In medicine, however, things can be a little different.
Medical big data, exemplified by different sub types, such as electrical medical records (EMR), genomic data, medical device signal data including but not limited to graphical data, are usually not as large as other types of big data listed above. Reasons are many – As an example, if one compares sensor data and/or web-log data to genomic data, the first difference that he will see is that the former are accumulated as time goes on, whereas the latter are typically not, by its nature.
This difference by a dimension, i.e. the time dimension in this case, primarily makes the data volume differ by a degree or more. If one thinks a bit more, he will notice that the sensors could be as many as people choose to install and monitor as many things as people design them, where as the genomic data of one person can only be 23 chromosome pairs (don’t take me wrong, it is still a huge number of DNA base calls, just that the number is “fixed” in a sense), and there are not that many people having their genome sequenced – certainly this number is growing but it won’t break even with the time dimension plus the fact that number of sensors also grows.
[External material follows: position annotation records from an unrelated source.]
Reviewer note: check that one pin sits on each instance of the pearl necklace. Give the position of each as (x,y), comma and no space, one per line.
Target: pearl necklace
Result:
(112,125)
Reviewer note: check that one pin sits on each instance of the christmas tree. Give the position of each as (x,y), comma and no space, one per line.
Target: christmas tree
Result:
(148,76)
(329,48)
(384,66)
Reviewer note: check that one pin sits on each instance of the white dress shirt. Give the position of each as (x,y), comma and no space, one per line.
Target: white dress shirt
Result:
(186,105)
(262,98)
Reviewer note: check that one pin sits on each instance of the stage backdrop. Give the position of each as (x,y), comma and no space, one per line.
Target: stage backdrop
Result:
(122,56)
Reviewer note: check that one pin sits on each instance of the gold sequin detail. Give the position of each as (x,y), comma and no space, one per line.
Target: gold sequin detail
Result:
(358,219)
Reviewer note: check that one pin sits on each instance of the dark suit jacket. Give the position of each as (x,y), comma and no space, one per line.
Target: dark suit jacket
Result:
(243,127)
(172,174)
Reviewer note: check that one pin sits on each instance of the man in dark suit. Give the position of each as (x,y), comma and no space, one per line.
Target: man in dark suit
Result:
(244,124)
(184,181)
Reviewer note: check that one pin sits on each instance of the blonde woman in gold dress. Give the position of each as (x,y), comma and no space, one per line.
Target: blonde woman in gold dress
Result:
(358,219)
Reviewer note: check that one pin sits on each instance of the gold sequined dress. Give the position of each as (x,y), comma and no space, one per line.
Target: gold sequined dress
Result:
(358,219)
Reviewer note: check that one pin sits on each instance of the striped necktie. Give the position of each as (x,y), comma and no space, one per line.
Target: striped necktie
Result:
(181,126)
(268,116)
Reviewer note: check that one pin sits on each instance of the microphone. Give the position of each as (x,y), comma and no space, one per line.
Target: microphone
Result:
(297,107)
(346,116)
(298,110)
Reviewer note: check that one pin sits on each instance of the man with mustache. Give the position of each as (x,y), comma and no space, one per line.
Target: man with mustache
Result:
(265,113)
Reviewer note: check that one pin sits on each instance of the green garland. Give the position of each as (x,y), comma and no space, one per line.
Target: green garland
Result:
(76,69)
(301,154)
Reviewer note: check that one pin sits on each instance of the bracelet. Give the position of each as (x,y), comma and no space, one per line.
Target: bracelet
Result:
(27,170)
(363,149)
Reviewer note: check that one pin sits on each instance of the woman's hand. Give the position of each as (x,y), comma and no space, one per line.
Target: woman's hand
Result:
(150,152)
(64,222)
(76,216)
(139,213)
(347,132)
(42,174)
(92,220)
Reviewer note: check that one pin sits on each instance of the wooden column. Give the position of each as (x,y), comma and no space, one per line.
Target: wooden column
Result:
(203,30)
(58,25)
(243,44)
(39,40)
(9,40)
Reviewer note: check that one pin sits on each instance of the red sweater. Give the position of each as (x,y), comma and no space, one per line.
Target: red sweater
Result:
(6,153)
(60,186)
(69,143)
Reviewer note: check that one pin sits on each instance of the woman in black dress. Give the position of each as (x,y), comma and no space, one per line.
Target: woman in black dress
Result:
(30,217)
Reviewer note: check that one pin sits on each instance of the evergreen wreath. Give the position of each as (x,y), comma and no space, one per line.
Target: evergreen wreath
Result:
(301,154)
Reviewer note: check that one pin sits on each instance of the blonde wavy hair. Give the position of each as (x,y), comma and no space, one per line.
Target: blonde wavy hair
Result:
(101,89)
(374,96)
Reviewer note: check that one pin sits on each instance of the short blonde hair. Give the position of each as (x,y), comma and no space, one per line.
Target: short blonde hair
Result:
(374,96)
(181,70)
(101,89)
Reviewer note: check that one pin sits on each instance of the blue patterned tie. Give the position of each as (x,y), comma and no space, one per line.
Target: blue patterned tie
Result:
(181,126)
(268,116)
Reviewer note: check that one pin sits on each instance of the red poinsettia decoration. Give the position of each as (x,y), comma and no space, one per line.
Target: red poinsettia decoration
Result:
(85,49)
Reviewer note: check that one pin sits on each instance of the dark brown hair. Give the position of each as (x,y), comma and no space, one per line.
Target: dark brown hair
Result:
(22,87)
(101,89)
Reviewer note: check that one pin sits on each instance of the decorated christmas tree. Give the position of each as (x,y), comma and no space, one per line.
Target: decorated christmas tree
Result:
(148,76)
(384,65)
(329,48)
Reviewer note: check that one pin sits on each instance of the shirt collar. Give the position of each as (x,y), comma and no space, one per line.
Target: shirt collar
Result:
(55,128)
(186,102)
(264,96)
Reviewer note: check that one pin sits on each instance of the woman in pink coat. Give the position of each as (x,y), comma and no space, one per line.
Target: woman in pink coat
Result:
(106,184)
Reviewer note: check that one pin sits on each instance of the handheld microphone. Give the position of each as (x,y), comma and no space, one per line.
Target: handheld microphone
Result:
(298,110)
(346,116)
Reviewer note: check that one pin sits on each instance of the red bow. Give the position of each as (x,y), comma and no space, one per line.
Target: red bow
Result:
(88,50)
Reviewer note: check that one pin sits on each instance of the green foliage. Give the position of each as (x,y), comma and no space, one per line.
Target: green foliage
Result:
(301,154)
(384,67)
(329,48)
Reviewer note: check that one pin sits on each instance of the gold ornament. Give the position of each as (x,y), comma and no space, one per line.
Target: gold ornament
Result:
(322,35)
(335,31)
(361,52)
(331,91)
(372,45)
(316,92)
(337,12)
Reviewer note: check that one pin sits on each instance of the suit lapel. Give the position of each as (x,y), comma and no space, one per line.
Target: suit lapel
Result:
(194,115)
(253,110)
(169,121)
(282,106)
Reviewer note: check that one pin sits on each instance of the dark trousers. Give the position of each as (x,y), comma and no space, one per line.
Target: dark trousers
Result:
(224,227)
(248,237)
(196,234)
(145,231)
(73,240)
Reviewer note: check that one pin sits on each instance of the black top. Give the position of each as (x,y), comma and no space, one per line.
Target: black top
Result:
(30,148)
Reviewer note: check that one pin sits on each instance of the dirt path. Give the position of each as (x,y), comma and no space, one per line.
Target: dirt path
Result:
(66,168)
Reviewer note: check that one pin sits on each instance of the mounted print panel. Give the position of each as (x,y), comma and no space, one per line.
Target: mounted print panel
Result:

Similar stories apply to EMR and other types of medical data, that they will not be as big as the 3V model typically asks for, since the number of patients in clinical trials is just not that big in the mathematical world.
So, does that mean that there is no “big data” in medicine?
To answer this question, one need to think about what “big data” really refers to. Data, after all, carry and represent “information”, or ultimately, “knowledge” that reflects the reality. If the data contains a vast amount of noise or artifact, it can be “big” in volume but little in value. This actually applies to the sensor data and such.
Think about the web-log data from google: say today a random guy called Weiqi, or whoever, searched “Bikini beauty”, or whatever on google, yet he had connection problem with his laptop so he had to use his desktop to get the results instead.
The weblog on the server, with full loyalty, recorded both queries, yet it can not provide evidence that these two queries were from one same person, so if they count as two independent queries with the same keyword, that is an “artifact” in a sense. Similarly, if this guy shut the desktop and a week later turned it back on, the browser pops up and open the same searching page from the history, it counted another query but he really didn’t want it. Therefore if the weblog indicated that after a week the same user was still interested in Bikini beauty, it is another artifact.
Examples like this tell us a story, that the big data in such sense may have more issues than we normally would expect and sometimes they are unforseen-able; in another word, the true information, or the “knowledge” are less dense than we may think. On the other hand, genomic data have less likelihood to encounter such problems, especially with the advancement of the technology to lower the chance of fault readout. Therefore, each readout on a DNA base contains info as it really is – artifact free. Therefore, when it comes to the analysis, each bit of data counts.
In such a sense, the data, although smaller in volume, are bigger in knowledge density. Similar stories apply to EMR and such, where there is a manual supervision to ensure a better quality, a higher knowledge density than automated data.
Btw, It is interesting to know that from time to time people make efforts to abstract a second layer of data from the raw data from sensors or weblogs, to make it more knowledge-dense/reliable for analysis; However it is still not as good as medical big data usually can achieve due to the unpredictable nature of the sensor data themselves.
In such sense, medical big data, or big data medicine usually possess smaller volume as compared to sensor data, but can be a lot more “dense”. According to the 3V model, it should be more appropriate to call it “dense data” instead of “big data”, but it is an arguable and open question to the community. Moreover, with the development of portable and wearable medical devices, the medical big data can be Moisturized by this subtype with the time dimension, which is actually sensor data; therefore at the same time it may satisfy the 3V criteria, the cost is that more noise and/or artifact is likely to come in also.
After all, big or dense, it can only pick one.